As a candidate, Barack Obama promised that he would not raise taxes on any but the wealthiest Americans. Make less than $250,000 a year? You’re home free under his administration.
I mean, not counting current federal levies.
But President Obama has all the ambitions of a big-spending liberal. And “big-spending” translates pretty quickly into “big-taxing.”
One of these projects is a massive new federal takeover of the health care industry, in the name of “universal coverage.” New taxes would be imposed. For example, anyone who refuses to sign up for health insurance in the new regime would be slammed with a hefty tax.

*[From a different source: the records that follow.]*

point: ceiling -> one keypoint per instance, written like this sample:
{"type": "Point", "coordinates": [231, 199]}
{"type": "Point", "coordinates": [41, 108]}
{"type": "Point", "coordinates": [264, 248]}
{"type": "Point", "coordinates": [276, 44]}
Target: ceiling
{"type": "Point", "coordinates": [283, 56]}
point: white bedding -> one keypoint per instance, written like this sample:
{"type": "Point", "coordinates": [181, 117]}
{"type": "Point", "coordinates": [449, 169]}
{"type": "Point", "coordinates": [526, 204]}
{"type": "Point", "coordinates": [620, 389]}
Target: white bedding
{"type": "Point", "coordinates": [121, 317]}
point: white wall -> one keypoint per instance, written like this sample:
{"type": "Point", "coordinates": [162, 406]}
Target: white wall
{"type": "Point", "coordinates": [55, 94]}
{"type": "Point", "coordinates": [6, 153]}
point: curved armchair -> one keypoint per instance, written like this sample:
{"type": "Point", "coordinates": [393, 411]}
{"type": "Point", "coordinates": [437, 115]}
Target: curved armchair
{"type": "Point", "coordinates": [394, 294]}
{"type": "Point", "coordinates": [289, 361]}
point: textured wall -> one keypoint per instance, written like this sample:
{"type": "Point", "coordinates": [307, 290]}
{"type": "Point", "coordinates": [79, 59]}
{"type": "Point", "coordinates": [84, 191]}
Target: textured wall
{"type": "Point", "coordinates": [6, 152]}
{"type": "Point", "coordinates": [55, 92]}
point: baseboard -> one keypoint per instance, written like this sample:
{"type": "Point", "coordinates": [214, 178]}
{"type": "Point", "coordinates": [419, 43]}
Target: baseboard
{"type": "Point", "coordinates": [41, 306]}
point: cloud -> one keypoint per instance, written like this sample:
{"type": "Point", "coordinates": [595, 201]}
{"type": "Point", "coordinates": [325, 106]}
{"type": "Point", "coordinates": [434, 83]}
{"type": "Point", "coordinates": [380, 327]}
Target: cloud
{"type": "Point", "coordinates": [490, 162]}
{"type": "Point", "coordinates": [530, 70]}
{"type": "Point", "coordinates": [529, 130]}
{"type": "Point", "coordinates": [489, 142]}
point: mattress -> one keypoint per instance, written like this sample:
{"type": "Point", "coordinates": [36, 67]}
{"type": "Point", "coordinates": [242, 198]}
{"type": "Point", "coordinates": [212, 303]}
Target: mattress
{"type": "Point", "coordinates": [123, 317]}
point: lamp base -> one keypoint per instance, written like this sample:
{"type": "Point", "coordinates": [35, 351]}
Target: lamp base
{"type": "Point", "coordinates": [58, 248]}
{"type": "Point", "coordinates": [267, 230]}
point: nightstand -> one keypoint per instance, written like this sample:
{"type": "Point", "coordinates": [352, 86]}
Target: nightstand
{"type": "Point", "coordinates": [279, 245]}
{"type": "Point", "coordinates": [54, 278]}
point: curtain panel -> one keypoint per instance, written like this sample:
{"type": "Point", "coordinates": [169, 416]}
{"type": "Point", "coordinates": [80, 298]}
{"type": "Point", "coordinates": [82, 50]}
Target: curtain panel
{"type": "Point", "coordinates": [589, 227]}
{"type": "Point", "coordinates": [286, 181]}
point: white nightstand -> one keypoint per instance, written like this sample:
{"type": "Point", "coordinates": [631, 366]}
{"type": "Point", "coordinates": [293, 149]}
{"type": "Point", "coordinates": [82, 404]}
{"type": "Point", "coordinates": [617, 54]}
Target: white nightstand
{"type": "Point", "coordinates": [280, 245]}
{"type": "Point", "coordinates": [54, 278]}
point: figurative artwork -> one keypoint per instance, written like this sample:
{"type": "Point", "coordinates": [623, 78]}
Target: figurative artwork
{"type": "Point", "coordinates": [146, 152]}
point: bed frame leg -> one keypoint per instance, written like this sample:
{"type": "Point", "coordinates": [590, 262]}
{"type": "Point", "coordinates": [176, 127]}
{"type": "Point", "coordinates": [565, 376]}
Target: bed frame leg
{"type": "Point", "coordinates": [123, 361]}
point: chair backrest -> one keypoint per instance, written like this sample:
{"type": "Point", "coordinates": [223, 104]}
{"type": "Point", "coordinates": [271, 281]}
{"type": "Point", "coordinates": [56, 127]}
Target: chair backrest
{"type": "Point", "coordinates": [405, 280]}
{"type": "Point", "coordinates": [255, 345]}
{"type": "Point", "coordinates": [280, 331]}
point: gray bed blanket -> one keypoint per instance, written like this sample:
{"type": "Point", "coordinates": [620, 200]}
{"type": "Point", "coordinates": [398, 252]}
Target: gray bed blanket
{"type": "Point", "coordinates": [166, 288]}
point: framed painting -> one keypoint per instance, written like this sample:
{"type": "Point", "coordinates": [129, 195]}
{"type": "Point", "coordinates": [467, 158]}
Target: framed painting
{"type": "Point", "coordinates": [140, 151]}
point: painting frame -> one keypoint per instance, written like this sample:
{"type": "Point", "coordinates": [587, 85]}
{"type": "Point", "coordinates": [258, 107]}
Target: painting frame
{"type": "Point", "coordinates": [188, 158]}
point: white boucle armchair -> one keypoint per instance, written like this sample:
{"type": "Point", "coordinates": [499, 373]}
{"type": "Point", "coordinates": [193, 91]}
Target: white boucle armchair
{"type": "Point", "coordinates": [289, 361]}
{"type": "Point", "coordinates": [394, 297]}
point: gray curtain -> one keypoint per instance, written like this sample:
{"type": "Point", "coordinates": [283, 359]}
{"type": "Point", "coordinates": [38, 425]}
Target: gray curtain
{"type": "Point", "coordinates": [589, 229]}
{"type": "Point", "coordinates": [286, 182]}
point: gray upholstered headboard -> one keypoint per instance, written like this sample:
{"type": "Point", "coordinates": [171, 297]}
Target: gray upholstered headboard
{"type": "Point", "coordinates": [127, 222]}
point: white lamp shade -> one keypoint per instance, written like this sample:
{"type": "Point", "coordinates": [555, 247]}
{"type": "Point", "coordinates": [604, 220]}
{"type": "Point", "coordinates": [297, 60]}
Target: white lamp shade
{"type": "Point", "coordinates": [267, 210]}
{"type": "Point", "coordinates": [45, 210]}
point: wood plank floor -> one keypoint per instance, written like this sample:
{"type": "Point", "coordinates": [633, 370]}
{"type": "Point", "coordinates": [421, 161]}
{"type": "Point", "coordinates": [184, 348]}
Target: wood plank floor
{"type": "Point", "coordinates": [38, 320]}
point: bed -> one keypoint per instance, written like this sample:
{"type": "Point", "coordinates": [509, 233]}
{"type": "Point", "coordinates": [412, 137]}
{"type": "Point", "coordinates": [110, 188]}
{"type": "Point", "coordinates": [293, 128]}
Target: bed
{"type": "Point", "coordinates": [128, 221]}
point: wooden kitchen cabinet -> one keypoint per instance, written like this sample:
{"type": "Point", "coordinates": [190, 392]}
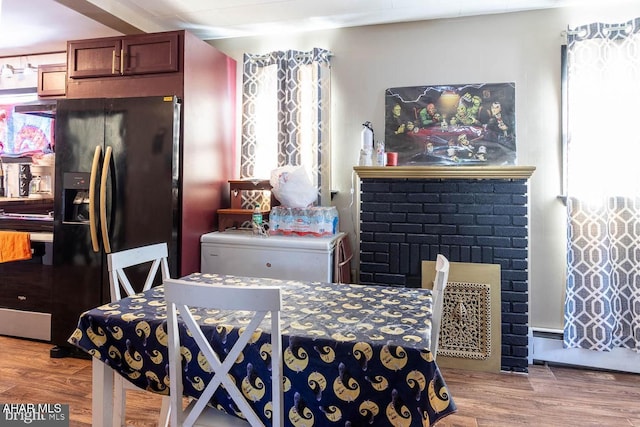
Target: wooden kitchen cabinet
{"type": "Point", "coordinates": [123, 56]}
{"type": "Point", "coordinates": [52, 80]}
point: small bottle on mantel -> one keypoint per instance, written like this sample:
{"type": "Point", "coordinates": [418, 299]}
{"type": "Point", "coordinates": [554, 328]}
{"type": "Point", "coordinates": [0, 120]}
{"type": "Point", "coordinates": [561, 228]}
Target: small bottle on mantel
{"type": "Point", "coordinates": [256, 220]}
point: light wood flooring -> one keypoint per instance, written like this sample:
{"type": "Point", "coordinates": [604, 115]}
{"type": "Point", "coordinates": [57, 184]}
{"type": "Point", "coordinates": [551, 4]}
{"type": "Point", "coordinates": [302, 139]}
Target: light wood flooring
{"type": "Point", "coordinates": [547, 396]}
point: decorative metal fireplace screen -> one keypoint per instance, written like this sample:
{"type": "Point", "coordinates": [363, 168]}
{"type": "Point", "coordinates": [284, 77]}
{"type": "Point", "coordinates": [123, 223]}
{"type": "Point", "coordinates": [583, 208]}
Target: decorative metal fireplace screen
{"type": "Point", "coordinates": [470, 335]}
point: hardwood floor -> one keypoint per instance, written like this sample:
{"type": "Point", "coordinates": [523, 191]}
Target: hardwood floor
{"type": "Point", "coordinates": [547, 396]}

Obama denies that such taxes would in fact be taxes. He even rebuked George Stephanopoulos for citing a dictionary definition of the word. Leaping to the president’s defense, House Majority Leader Steny Hoyer agreed that the new taxes would not be taxes. “[W]hat we are saying,” Hoyer said, “is everybody will contribute . . . to making sure that health care options are available to all of our citizens.”
Try dispute that. It’s like arguing with fog. Columnist Jacob Sullum quotes Hoyer and observes, “So we’re talking about a legally required contribution that will be used to provide a government-arranged benefit. If only there were a shorter way of expressing that concept.”
Well, in searching for le mot juste, don’t tax yourself.
This is Common Sense. I’m Paul Jacob.